A social enterprise has no legal definition but could be described as, a business whose core aim is to use trading to achieve social goals. It will reinvest at least a majority of its profits towards its objects, or for community benefit. On this basis, a charity which trades to deliver services in direct furtherance of its objects could see itself as a social enterprise. Indeed, a charity has an advantage over other forms of social enterprise, because its profits derived from such primary purpose trading would be exempt from corporation tax if reinvested towards its objects.
Some Boards may wish to pilot and ring fence a new social enterprise activity in a wholly owned trading company, but others may wish to fully integrate the social enterprise into the existing charity. Where integration is the preference, here are some of the issues the Trustees will need to check:
(a) The objects may not be wide enough. The Trustees should check that all its activities will be charitable and then seek the Charity Commission’s consent to amend the objects.
(b) A social enterprise may need a different skills set on the Board. The Board may have not only to adopt new recruitment procedures, but first to amend its existing governing documents when this imposes restrictions on how new Trustees can be appointed.
(c) The charity should look at how it can involve users and any other stakeholders in a two-way dialogue, to develop new services and to improve quality. There are many ways of doing this, including stakeholder force, but if users are to be invited on to the Board, the charity should check that the governing document would not prohibit them receiving benefits as a user of the charity’s services.
(d) The Trustees may need to be prepared to accept and manage a higher level of risk in their dealings with customer, commissioners and funders.
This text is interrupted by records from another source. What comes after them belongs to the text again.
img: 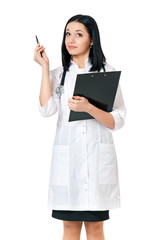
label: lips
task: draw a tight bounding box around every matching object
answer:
[69,46,77,49]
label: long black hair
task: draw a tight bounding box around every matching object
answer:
[61,14,106,72]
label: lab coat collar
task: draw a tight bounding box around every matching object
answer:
[70,58,92,68]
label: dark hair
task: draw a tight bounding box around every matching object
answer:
[61,14,106,72]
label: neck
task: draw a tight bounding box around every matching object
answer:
[72,55,89,68]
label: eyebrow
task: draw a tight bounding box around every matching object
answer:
[66,29,83,32]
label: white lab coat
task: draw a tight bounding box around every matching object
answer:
[39,58,126,211]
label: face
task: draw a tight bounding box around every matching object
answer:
[65,21,93,56]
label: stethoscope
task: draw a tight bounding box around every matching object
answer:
[56,64,106,98]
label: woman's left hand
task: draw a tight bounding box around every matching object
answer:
[68,96,90,112]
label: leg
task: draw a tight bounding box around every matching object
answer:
[84,221,105,240]
[62,221,82,240]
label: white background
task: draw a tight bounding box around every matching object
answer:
[0,0,159,240]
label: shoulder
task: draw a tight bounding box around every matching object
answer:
[49,66,63,79]
[105,62,116,72]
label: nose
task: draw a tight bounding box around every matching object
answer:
[70,36,75,43]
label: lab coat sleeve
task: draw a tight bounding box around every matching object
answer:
[38,68,60,117]
[108,84,126,132]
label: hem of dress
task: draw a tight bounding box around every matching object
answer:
[47,202,121,211]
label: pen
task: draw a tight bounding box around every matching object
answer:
[35,35,43,57]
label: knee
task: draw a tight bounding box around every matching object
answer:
[63,221,82,232]
[84,221,103,236]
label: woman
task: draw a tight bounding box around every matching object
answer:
[34,15,126,240]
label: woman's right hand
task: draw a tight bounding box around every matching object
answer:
[34,43,49,67]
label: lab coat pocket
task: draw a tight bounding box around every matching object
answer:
[50,145,69,185]
[98,143,117,184]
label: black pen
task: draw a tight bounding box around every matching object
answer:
[35,35,43,57]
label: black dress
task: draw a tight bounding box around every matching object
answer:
[52,210,109,222]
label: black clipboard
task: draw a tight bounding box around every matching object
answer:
[68,71,121,122]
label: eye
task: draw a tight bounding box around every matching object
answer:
[65,32,70,36]
[77,33,83,37]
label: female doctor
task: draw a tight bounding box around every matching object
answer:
[34,15,126,240]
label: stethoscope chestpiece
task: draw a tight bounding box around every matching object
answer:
[56,84,64,97]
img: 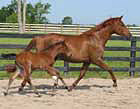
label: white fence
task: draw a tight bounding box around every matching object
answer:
[0,23,140,36]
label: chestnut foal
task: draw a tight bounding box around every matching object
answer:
[4,41,68,95]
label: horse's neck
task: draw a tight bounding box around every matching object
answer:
[95,26,113,46]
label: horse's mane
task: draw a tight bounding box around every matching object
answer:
[80,17,120,35]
(e) The Board will need to ensure that the values of social enterprise are shared throughout the organisation. This can invigorate the staff who are encouraged to share and develop ideas, but it also may require training so that staff can deal robustly with funders and purchasers in negotiating and managing the delivery of contracts.
(f) A charity can charge fees for delivery of services within its objects, but if the charges for services become a significant part of its activities, the level of charges must not be so high as to fail the public benefit requirement. If these are at a level which makes them unaffordable to many, the Trustees would need to look at other ways for those people to have the opportunity to benefit in a material way which is related to the charity’s aims.
(g) For unincorporated charities their Trustees may decide the time has come to incorporate where they have concerns about personal liability under trading contracts.